Raising Resilient children is the only way we can ensure they can cope with real-life challenges with their best of abilities.
“LIFE IS NOT ABOUT HOW FAST YOU RUN OR HOW HIGH YOU CLIMB HOW WELL YOU BOUNCE“
According to Karen Young, Children have different levels of resilience and different ways of responding to and recovering from stressful times. They also have different ways of showing when the demands that are being put upon them outweigh their capacity to cope.
They might become emotional, they might withdraw, or they might become defiant, angry or resentful. Of course, even the most resilient of warriors have days where it all gets too much, but low resilience will likely drive certain patterns of behaviour more often. (heysigmund.com)
There are many lessons that we want to impart to our children; even a lifetime would seem insufficient. However, one of the single most important qualities that you may want to nurture in your child is – Resilience.
Facing difficult situations are an unavoidable part of life. No matter how much you wish that your child never faces them, challenges are inevitable. So, instead of wallowing in worry, why not help them develop their coping mechanisms and make them super resilient.
Heather S. Lonczak, Ph.D. says If there’s one thing we can always be sure of, it’s that adversity is inevitable. Moreover, while every generation has had its own unique challenges; it also can be argued that the demands, anxieties, and pressures faced by young people today present an exceptional challenge to healthy development.
But here’s the good news:
When bad things happen, there is something we can control our response. Individuals can either crumble or, as Dr. Gregg Steinberg describes in his Ted Talk, they can “’fall up’ by using their “painful experience as a chisel to free their authentic self, to become the person they’re meant to be” (Steinberg, 2015).
Fortunately, there are a number of invaluable psychosocial and environmental qualities that safeguard against or minimize the impact of serious issues on young people today.
Because resilient children have the emotional buoyancy to thrive in the face of adversity, the concept of resilience is of paramount importance to parents, practitioners, and teachers for whom positive youth development is a priority. Source: (positivepsychology.com)
Developing your child’s coping skills will help them work their way through stress, worries and have a strong ability to bounce back from difficulties.
So, here are 4 interesting ways raise resilient children and teach them to deal with challenges that life may throw at them.

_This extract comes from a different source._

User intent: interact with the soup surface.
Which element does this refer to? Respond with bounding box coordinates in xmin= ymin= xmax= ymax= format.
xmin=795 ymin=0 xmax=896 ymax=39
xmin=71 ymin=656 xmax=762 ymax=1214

Are you encouraging healthy habits or unintentionally fuelling their unhappy practices? Happy habits like asking for help, saying sorry and staying calm are the options that your child seeks instead of blaming others and throwing excessive tantrums.
For this to happen, introduce them to ways of asking help. Let them know that there is nothing to feel embarrassed or weak when they ask for help. Building their resilience doesn’t mean they got to toughen up and stop being vulnerable.
From time to time, set some fun activities but challenging in nature for your kids. For example, get them to do daily simple tasks for 15-30 mins with their non-dominant hand.
This will strengthen their neural connections, force them to look at things in a new way making them more aware and conscious as they have fun exploring it.
Help them identify feelings and bring them up in daily conversations. Resilience building is an everyday activity. Check-in regularly with your child on what happened during the day, and is there any concern that she would like to share.
Make this a routine and a normal bonding activity. When kids learn to voice their feelings without feeling judged, they won’t suppress it. And with this, they will seek for a solution and will be ready to face it head-on.
Every child has a trigger point. These trigger points are often related to unaddressed feelings or could be a result of the suppression of feelings. In order to build their resilience, observe situations that are toughest for your child.
Later, instead of changing these situations, note the activities that calm them down naturally, suggest to these during such times. Over time, your kids will turn to these coping mechanisms on their own. You make them self-reliant by helping them anchor in happy, healthy, calming activities.
Sometimes you may feel that your child’s challenges are so trivial. But for them, they are really big in their mind.
So, please do not belittle them about how they feel. Work with them and help them discover their healthy coping strategies. And in doing so you will raise mentally healthy and resilient adults.